Bovine papillomaviruses: their role in the aetiology of cutaneous tumours of bovids and equids
Version of Record online: 7 AUG 2008
© 2008 The Authors. Journal compilation © 2008 ESVD and ACVD
Volume 19, Issue 5, pages 243–254, October 2008
How to Cite
Nasir, L. and Campo, M. S. (2008), Bovine papillomaviruses: their role in the aetiology of cutaneous tumours of bovids and equids. Veterinary Dermatology, 19: 243–254. doi: 10.1111/j.1365-3164.2008.00683.x
- Issue online: 29 SEP 2008
- Version of Record online: 7 AUG 2008
- Accepted 16 May 2008
Bovine papillomavirus (BPV) is perhaps the most extensively studied animal papillomavirus. In cattle BPVs induce benign tumours of cutaneous or mucosal epithelia, called papillomas or warts. Cattle papillomas are benign tumours and generally regress without eliciting any serious clinical problems in the host, but occasionally persist and provide the focus for malignant transformation to squamous cell carcinoma, as in the case of cancer of the urinary bladder and cancer of the upper alimentary canal. BPV is the only papillomavirus that jumps species: the virus also infects equids, and gives rise to fibroblastic tumours called sarcoids. Sarcoids very rarely regress, more often they persist and can be locally aggressive. These tumours are the most common dermatological tumour of equids worldwide.
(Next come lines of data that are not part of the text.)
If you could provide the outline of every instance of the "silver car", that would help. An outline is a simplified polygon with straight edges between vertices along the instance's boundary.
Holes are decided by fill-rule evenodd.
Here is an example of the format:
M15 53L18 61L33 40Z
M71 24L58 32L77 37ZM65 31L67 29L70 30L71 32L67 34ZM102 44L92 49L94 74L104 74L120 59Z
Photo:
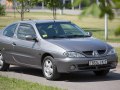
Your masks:
M0 70L10 65L43 70L48 80L60 73L93 71L105 76L116 68L115 49L70 21L15 22L0 31Z

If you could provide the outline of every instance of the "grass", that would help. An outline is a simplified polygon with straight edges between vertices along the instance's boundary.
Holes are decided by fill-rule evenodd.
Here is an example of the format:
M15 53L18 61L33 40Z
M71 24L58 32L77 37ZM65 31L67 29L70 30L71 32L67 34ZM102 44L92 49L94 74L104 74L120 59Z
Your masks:
M53 19L51 13L25 13L25 19ZM57 19L70 20L78 26L82 27L86 31L93 33L93 36L104 41L104 19L99 19L97 17L84 17L79 19L77 15L57 15ZM19 21L20 14L16 13L16 18L14 18L13 13L7 13L6 16L0 17L0 29L6 25ZM115 29L120 25L120 17L115 17L114 20L108 21L109 29L109 39L108 42L120 42L120 36L116 37L114 35Z
M24 80L11 79L0 76L0 90L61 90L59 88L44 86Z

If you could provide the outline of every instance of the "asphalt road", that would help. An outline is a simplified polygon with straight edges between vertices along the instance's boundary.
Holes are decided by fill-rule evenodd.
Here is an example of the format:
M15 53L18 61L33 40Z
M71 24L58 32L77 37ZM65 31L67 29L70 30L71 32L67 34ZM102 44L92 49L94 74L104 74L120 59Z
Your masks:
M10 67L10 70L7 72L0 71L0 75L60 87L67 90L120 89L120 66L117 67L117 69L111 70L106 77L95 76L92 72L80 72L76 74L64 74L58 81L46 80L41 70L17 66Z

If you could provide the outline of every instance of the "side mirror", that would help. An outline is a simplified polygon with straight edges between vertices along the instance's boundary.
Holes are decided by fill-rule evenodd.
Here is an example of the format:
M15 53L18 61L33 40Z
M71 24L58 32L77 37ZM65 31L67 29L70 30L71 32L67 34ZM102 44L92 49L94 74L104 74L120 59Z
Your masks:
M92 32L86 32L86 34L90 37L92 36Z
M26 35L25 39L28 40L28 41L36 41L36 42L38 42L37 37L32 36L32 35Z

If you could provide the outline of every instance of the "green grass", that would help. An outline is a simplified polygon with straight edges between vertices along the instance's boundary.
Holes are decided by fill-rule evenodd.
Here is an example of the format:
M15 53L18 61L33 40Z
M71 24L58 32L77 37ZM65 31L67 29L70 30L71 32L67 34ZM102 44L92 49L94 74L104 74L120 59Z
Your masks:
M11 79L0 76L0 90L61 90L59 88L44 86L24 80Z
M25 13L25 19L53 19L51 13ZM97 17L84 17L79 19L77 15L57 15L57 19L70 20L78 26L82 27L86 31L93 33L93 36L104 41L104 19L99 19ZM16 18L14 18L13 13L7 13L6 16L0 17L0 29L6 25L19 21L20 14L16 13ZM115 17L114 20L108 21L109 29L109 39L108 42L120 42L120 36L116 37L114 35L115 29L120 25L120 17Z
The purpose of this review is to discuss the biology of BPV, the biology of bovine tumours and equine sarcoids, and present the current understanding of BPV in tumour pathogenesis in its natural host, cattle, and in its heterologous host, equids. Finally, the use of anti-BPV vaccines as a therapy for equine sarcoids will be discussed. Only limited information on the clinical or pathological aspects of either bovine or equine tumours will be provided as this subject has been extensively addressed previously.